Last updated: 2021-07-30
When I query my Amazon OpenSearch Service (successor to Amazon Elasticsearch Service) domain, I get an HTTP 503 Service Unavailable error. How do I resolve this error?
A load balancer sits in front of each OpenSearch Service domain. The load balancer distributes incoming traffic to the data nodes. An HTTP 503 error indicates that one or more data nodes in the cluster is overloaded. When a node is overloaded by expensive queries or incoming traffic, it doesn't have enough capacity to handle any other incoming requests.
Note: You can use the RequestCount metric in Amazon CloudWatch to track HTTP response codes.
Use one of the following methods to resolve HTTP 503 errors:
Provision more compute resources
- Scale up your domain by switching to larger instances, or scale out by adding more nodes to the cluster. For more information, see Creating and managing Amazon OpenSearch Service domains.
- Confirm that you are using an instance type that is appropriate for your use case. For more information, see Choosing instance types and testing.
Reduce the resource utilization for your queries
- Confirm that you are following best practices for shard and cluster architecture. A poorly designed cluster can't use all available resources. Some nodes might be overloaded while other nodes sit idle. OpenSearch Service can't fetch documents from overloaded nodes. For more information about shard and cluster best practices, see Get started with Amazon OpenSearch Service: How many shards do I need?
- Reduce the number of concurrent requests to the domain.
- Reduce the scope of your query. For example, if you run a query for a specific time frame, reduce the date range. You can also filter the results by configuring the index pattern in OpenSearch Dashboards.

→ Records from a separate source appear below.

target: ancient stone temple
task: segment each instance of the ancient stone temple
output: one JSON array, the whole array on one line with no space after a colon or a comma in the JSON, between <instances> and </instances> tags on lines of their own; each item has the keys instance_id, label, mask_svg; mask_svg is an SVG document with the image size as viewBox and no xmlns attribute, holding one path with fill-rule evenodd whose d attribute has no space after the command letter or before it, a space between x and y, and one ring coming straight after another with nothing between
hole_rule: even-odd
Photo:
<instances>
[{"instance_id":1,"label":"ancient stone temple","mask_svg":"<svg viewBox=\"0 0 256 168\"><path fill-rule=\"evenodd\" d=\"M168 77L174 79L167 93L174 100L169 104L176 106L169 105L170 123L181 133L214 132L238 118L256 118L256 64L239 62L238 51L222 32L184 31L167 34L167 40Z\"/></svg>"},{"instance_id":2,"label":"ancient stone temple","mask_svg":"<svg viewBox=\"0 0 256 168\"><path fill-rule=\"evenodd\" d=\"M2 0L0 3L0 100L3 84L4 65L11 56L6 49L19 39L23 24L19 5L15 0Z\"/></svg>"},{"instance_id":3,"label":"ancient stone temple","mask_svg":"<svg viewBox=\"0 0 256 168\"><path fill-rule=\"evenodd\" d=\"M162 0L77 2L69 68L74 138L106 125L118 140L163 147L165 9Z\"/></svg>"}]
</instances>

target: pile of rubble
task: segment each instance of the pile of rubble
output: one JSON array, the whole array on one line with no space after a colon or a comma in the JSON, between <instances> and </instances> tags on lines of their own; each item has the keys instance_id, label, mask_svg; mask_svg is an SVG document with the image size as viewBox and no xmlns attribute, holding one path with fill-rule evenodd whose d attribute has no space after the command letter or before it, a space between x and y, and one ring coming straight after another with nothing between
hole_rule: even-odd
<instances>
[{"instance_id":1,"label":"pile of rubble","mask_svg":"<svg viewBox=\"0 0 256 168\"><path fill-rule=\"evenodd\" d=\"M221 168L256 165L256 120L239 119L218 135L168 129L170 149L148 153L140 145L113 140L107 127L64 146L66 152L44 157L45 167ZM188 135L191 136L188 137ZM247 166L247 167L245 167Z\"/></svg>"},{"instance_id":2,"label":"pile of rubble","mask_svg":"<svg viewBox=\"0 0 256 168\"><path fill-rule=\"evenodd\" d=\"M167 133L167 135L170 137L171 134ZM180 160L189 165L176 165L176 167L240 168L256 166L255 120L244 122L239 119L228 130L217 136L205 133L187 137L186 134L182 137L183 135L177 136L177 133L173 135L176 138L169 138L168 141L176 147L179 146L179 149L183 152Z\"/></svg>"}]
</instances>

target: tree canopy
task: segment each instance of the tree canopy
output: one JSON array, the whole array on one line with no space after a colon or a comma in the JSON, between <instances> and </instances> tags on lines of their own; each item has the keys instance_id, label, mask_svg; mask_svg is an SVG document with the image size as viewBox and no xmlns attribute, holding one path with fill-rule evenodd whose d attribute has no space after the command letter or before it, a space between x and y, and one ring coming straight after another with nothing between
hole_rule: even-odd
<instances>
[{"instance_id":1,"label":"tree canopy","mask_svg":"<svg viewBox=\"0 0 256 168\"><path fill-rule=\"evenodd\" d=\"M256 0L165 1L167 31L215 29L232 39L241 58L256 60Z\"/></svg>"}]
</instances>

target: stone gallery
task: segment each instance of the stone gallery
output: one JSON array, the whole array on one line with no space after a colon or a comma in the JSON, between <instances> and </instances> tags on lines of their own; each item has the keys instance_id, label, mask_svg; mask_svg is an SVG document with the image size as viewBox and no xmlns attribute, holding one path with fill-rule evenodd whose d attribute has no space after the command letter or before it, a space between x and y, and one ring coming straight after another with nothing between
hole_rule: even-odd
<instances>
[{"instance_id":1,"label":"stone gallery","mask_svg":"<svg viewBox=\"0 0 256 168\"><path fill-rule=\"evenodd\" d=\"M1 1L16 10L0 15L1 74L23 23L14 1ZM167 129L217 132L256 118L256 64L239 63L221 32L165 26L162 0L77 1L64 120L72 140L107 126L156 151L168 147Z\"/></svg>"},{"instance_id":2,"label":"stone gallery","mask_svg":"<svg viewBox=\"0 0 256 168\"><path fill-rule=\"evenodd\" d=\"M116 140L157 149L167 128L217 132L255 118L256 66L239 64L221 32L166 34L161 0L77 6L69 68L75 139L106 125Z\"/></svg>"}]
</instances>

- Avoid running select * queries on large indices. Instead, use filters to query a part of the index and search as few fields as possible.
- Re-index and reduce the number of shards. The more shards you have in your cluster, the more likely it will result in a courier fetch error. Because each shard has its own resource allocation and overheads, a large number of shards can strain your cluster. To lower your shard count, see Why is my Amazon OpenSearch Service domain stuck in the "Processing" state?